The authors use antimicrobial, antibacterial and antibiotic therapy. Does antibiotic refer to antibacterial only? I would review the use in the manuscript to make sure it is consistent and appropriate. Use of antifungal therapy is not addressed, but there were more patients that had positive fungal cultures in the PCT> 0.25 group.

What criteria were used for presence of pneumonia? Imaging results? Is this bacterial pneumonia? COVID-19 pneumonia?

I would rethink the use of "unnecessary" in the discussion, conclusions and abstract. It is used 3 times in the manuscript. It comes across as dogmatic. There may be times when a patient has negative cultures and low PCT where antibiotics may be appropriate. The use of "unnecessary" is contextual.

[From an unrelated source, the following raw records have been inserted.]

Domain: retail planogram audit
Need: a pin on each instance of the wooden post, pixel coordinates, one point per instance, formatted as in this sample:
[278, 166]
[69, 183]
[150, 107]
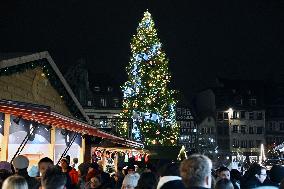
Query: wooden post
[52, 143]
[82, 151]
[88, 147]
[5, 141]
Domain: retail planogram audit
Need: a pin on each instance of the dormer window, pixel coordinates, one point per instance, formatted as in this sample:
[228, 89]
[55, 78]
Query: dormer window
[109, 89]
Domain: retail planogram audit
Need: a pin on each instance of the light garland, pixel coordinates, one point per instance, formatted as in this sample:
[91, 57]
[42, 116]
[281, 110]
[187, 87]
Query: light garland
[147, 99]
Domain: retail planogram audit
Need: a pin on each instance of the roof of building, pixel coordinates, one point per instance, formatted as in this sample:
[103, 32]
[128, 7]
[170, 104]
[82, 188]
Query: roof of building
[17, 59]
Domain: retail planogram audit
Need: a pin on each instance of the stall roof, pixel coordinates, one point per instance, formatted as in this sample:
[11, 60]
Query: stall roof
[44, 115]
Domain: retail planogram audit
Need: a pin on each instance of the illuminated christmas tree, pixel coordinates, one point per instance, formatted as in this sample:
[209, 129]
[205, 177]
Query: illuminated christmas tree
[147, 99]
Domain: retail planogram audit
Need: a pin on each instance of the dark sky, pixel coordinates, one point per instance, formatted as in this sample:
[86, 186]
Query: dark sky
[202, 39]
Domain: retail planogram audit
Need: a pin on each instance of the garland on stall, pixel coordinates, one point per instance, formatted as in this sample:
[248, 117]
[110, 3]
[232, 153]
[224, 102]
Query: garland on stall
[53, 79]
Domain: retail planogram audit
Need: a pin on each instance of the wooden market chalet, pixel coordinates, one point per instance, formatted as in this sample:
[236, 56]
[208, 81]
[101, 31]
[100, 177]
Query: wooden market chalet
[35, 93]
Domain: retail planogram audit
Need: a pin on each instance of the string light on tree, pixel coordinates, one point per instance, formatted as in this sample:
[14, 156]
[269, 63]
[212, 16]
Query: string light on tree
[147, 99]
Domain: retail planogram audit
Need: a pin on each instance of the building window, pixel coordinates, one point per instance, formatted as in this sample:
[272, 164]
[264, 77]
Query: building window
[259, 116]
[115, 102]
[259, 130]
[243, 144]
[236, 115]
[252, 102]
[281, 126]
[235, 128]
[243, 114]
[250, 130]
[220, 116]
[226, 115]
[271, 126]
[188, 112]
[89, 103]
[243, 129]
[258, 143]
[103, 102]
[178, 111]
[251, 115]
[251, 144]
[109, 89]
[184, 111]
[97, 88]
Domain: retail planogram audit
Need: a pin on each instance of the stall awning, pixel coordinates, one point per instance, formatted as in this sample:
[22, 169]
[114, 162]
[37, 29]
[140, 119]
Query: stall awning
[44, 115]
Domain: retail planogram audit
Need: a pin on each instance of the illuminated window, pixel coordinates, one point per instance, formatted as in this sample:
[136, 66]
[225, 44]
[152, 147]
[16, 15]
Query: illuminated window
[103, 102]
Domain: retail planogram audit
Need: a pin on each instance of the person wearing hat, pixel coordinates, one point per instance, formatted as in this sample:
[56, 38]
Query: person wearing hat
[130, 181]
[21, 164]
[5, 171]
[64, 164]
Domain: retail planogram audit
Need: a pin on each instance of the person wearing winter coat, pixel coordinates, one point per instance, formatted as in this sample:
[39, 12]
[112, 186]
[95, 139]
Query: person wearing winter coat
[170, 177]
[130, 181]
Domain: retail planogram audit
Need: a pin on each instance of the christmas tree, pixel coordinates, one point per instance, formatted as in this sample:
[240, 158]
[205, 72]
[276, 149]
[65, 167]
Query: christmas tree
[147, 99]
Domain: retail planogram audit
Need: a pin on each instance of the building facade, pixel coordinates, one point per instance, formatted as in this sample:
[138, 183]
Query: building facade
[188, 128]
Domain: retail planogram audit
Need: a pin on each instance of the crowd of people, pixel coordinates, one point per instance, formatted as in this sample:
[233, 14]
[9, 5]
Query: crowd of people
[195, 172]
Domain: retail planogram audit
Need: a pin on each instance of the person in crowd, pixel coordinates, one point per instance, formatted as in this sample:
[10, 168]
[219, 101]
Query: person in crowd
[15, 182]
[224, 183]
[94, 183]
[147, 180]
[196, 172]
[65, 168]
[118, 178]
[53, 178]
[82, 173]
[236, 178]
[281, 184]
[130, 180]
[75, 163]
[276, 175]
[92, 171]
[21, 164]
[170, 177]
[223, 173]
[105, 177]
[254, 177]
[44, 164]
[5, 171]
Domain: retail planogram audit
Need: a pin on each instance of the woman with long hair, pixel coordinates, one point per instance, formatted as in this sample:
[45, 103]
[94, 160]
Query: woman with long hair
[15, 182]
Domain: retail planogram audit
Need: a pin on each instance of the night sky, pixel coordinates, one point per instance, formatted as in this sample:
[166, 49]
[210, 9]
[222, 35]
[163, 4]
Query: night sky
[240, 39]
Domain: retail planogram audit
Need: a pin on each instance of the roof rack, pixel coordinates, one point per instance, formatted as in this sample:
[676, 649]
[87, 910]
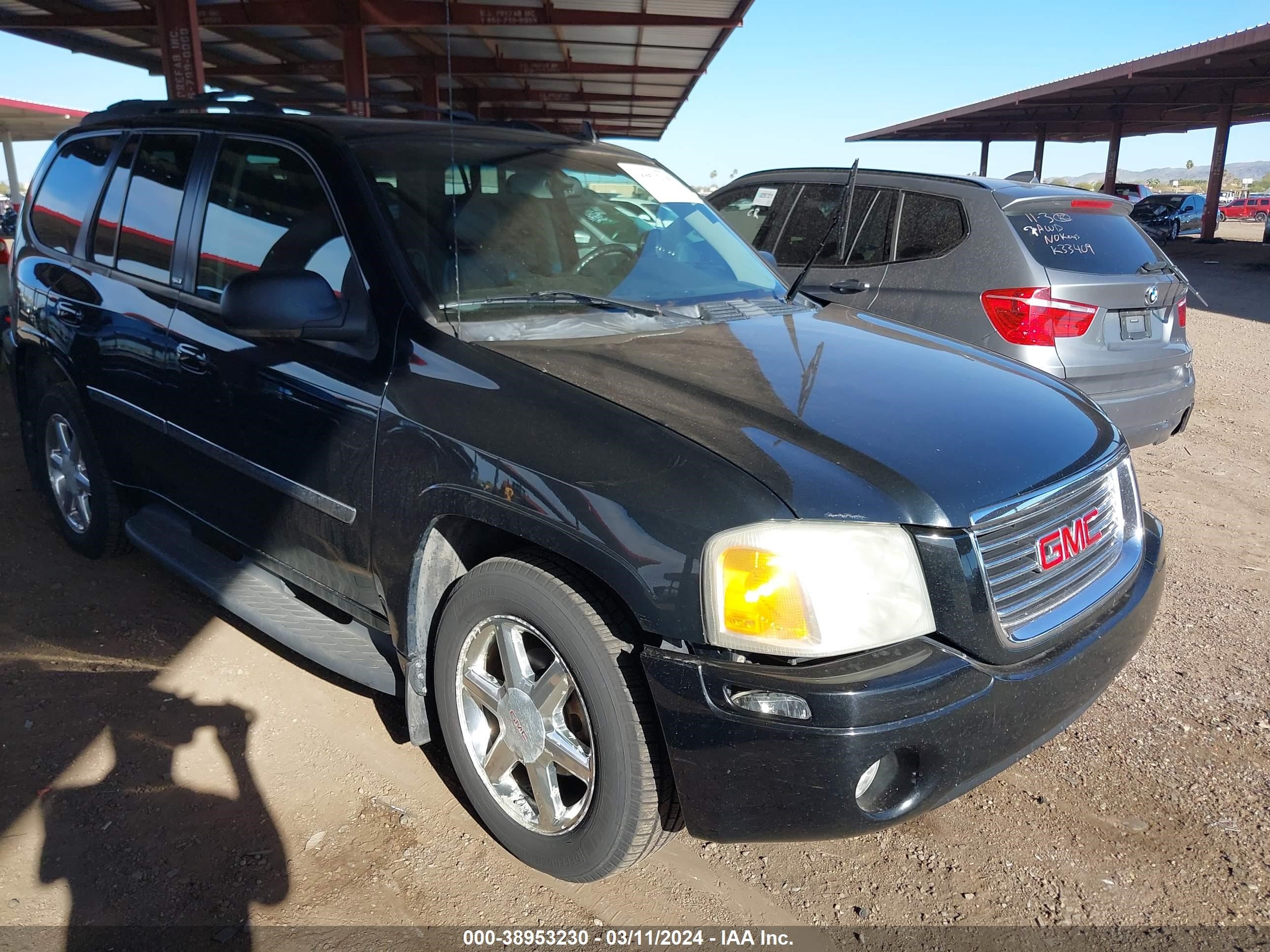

Reviewer #2 (Recommendations for the authors):

– Table 1 is quite long and busy, consider shortening the list of patient characteristics.

– Would be interesting/useful to see subgroup analysis of more specific scenarios among cancer patients with COVID 19 i.e neutropenic patients, patients under active treatment, patients requiring icu level care.

Reviewer #3 (Recommendations for the authors):

1. Lines 94, 95, 100: I would refrain from using the word rate to describe characteristics or outcomes that do not include a time component. A better wording would be "the proportion of patients with".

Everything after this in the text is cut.